** Update: By ‘Knows’ I mean learned via formal training and/or used professionally. **
I have been posting some non- game-development specific questionslately, and today the trend continues. I was answering some questions, when I started to think,
“Hmm… I wonder how many languages the average user here knows?”
By languages, I mean programming languages.
This is purely a curiosity thing. So, if you’re comfortable, please list the programming languages that you have learned in school, via job training, and/or used professionally.
Also, mark favorite language(s) in bold.
This is my list (Warning: I’m an old guy who has been programming for many years in various jobs):
Ada, ALGOL, Assembly, AWK, Bash, BASIC , Boo, C , C++ , C#, C Shell, COBOL, dBase, Delphi, Fortran, IBM Assembly, Java, JavaScript, ksh, List, Lua , LPC , make, MATLAB, NASM, Objective-C, Pascal, Perl, PHP, Prolog, Python, QuakeC, Sed, Smalltalk, SNOBOL, SystemVerilog, Tcl, Turbo C++ (yes I liked it even if others hated it), Verilog, VHDL, Visual Basic.
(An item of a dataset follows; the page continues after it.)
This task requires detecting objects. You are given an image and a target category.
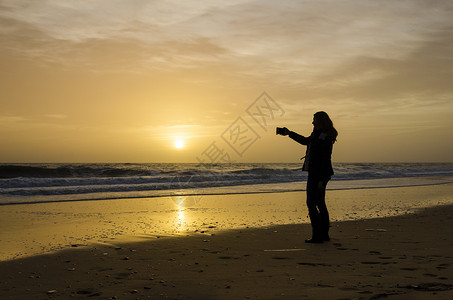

I used this list as a reference and just went alphabetically. (There are definitely missing languages and some are ‘barely’ languages…)
But there’s a bunch of languages where I can pretty much read the code fluently, with the proviso that I’d trip up writing it. Common Lisp and Scheme would be the big ones here, as well as D, Erlang, and Prolog. I can read some Go and Haskell but have forgotten enough to warrant some review. Nim is one which I checked out a couple years back (when it went by Nimrod) and actually intended to give a try at some point. All the linear algebra texts seem to like Matlab, so I’ve gotten quite a lot of that.